学部は自分で独立して会社をやりたいという夢があったので文字通り経営学部を選びました。高校時代はプログラミングには全く興味はなかったんです。
― どうしてプログラミングを始めたんですか?
1回生の頃は神戸大学起業家ゼミという団体に参加していたんですが、その活動は定期的に開催される講義を受けるくらいで、自分の目標である独立に繋がらないやりたいことと違うなと感じていました。学校もあまり行ってなかったし「結局自分は何をやりたいんだろう」と悩んでました。2回生になっても引き続き学校には行かず熊本で1ヶ月くらい震災ボランティアをしたり、旅行に行ったりして気ままに暮らしていました。そんな生活が変わったのは2回生の夏休みに東京に行ったときです。そこでたまたま、ベンチャー企業に投資することを仕事にしているスカイランドベンチャーズ(以下スカイランド)という投資会社でインターンをさせてもらえることになったんです。スカイランドから投資を受けてバリバリやってる人たちはみんなプログラミングを使ってWebサービスを作っていたので、プログラミングはこの先必要なスキルなんだと思い独学でプログラミングを勉強しはじめました。
― プログラミングはどうやって学んだんですか?
最初は独学です。スカイランドのインターンが8月中頃だったので、そこから残りの夏休みは丸1ヶ月1人で勉強していました。その1ヶ月の勉強の成果としてツイッターに似た簡単なアプリを作りました。プログラミングの実践経験のためにエンジニアとして一回働いてみたいと思ったので、そのアプリをいろんな企業に見せて相談して周りました。そんな時に僕を拾ってくれたのがキャンドルという会社だったんです。10月から半年くらい休学してインターンを始めて、Webサイトやiosアプリケーションの開発をしていました。最初は覚えることが多いけど、一通り覚えればそこからはどれだけ綺麗なコード、すなわち見てすぐに意味がわかるコードを書けるかってところが大切になってくるんです。綺麗な自分だけだったら汚いコードでもいい。でもチームで開発してるから、他の人が読んだ時に汚いコードだと意味がわからなくて手が付けられません。下手に触っちゃうとエラーが出ちゃうかもしれない。だからチームで成果を出すためには絶対にコードは綺麗にかけたほうがいいんです。

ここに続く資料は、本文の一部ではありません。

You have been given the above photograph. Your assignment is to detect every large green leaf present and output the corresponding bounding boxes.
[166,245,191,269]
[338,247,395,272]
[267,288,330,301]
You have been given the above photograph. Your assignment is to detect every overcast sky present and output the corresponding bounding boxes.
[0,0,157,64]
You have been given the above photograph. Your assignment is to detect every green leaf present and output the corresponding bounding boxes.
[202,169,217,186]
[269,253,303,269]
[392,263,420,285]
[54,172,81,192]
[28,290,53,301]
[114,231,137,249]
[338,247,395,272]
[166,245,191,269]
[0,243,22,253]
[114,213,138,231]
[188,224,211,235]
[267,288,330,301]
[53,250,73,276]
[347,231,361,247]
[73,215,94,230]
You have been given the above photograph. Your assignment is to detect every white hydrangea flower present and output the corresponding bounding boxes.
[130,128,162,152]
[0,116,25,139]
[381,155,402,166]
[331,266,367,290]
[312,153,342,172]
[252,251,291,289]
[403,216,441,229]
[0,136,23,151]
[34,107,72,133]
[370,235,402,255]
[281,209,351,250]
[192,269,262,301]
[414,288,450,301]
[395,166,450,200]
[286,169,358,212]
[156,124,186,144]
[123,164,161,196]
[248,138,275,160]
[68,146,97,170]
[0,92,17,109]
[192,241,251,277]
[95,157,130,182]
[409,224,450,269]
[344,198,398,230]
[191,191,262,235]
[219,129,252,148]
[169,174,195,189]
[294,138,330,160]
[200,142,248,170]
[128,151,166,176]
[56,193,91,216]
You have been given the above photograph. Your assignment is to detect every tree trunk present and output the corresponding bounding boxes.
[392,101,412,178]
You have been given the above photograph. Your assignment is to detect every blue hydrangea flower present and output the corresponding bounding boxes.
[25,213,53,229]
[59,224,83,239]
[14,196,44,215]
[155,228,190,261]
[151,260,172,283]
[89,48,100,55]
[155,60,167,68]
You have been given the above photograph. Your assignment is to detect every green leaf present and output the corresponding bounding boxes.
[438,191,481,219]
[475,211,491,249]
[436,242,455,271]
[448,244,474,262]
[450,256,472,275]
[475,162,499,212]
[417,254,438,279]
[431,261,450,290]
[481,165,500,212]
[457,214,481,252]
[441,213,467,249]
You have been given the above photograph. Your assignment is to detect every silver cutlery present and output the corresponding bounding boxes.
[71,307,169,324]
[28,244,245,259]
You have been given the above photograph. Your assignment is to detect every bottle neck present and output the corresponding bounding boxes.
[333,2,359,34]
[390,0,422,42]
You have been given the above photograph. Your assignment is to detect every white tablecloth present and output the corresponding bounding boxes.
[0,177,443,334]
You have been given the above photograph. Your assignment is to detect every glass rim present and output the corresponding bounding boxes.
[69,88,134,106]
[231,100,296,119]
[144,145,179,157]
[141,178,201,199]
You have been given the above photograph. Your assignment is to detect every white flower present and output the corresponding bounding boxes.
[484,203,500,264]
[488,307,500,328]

― そこで半年間プログラミングの実践経験を積んだんですね。
正直にいうとちょっと違います。自分で言うのもなんですけど、最初の3ヶ月はそこそこの習得スピードで習得できてたんです。でも4ヶ月目くらいからコードを書くことが辛くなりました。自分がインターンをしていた理由はプログラミングの技術を磨いて成長したいからだったんですが、自分の成長のためだけにコードを書くのが辛くなってしまったんです。成長に限界を感じたんです。始めたばかりなので頑張っても当然上には上がいるし、一緒に働いてる人との差が縮まらないという状況が辛くなってしまったんです。これは職場という環境の中で競い合っていた部分があるからだったのかなと今は思っています。もっと劣等感を感じずに教えてもらいやすい関係を築けていたら違ったのかもしれません。例えばサークルの友達同士みたいな関係なら、気軽に教えあったりできるんじゃないかなと思います。Rokk-Code設立はこのときの反省を活かしてのものでもあるんです。
最先端を理解すること。
― Rokk-Codeではどんな活動をしているんですか?
Rokk-Codeでは、もくもく会というプログラミングに関することを勉強しながら親睦を深める会を週2回開催しています。ゆくゆくはチームでアプリ開発とかもできたらなって。もくもく会には本当にいろんな人に参加してほしいです。特に初心者の人なんかは、プログラミング勉強したいと思っても実際何からしたら良いんだろう、というところが障壁になると思うんです。そのあたりを僕とか経験者が教えられるかなと考えています。Rokk-Codeを作ったのも一人より集団でやるほうがモチベーションを保ちやすいし、学習効率もいいなって思ったからなんです。京大とかだとカンファーというみんなで勉強していくコミュニティがあるんですけど、神大にはなくて。今参加してくれている人は工学部の情知の人なんですが、学校ではプログラミングをやっていてもアプリの開発経験はない。初心者にも需要はあると思うんですよね。プログラミングを勉強したいけど何から始めれば良いのかわからないって人はぜひもくもく会に来てみてください。
― プログラミングを学ぶ意義はなんですか?
例えば産業革命だと機械というテクノロジーが人々の生産性を大きく変えたじゃないですか。次はインターネットが出てきて人々がどこにいても繋がれるようになった。これからはAR・VRとか自動運転、ドローンなんが世界を大きく変えるようになってくると思うんです。そしてその根幹にあるのは全部プログラミングなんですね。テクノロジーが世界を変えていくから、テクノロジーを理解することは未来の社会を理解することにもなると思います。変わっていく社会を上手く生き抜くためにもテクノロジーやプログラミングについて理解しておくってことは大事なことなんじゃないかなあと思います。
― 独立という目標にも活かしていけそうですね。
そうですね。日本ではこれから人口が縮小していろんな市場が縮小していくと思うんですよ。そんな中でもVRとかドローンという新しい市場っていうのは、ここから拡大、急成長していく市場なんですよね。しかも、新しい分野なので詳しく知っている人が誰もいない。既存の産業だったら、若い頃から経験を積んできたおじさんが僕たちよりスキルもあるんですよ。その中で僕たち若者が戦っても正直勝ち目がない。でもVRとかARのような新しい技術っておじさんはみんな分からなくって。そうなると頭の柔らかい、吸収の早い若者が有利なんです。これから仮に僕が事業を始めるなら、新しいテクノロジーに関わる産業は魅力的な選択肢だと思ってます。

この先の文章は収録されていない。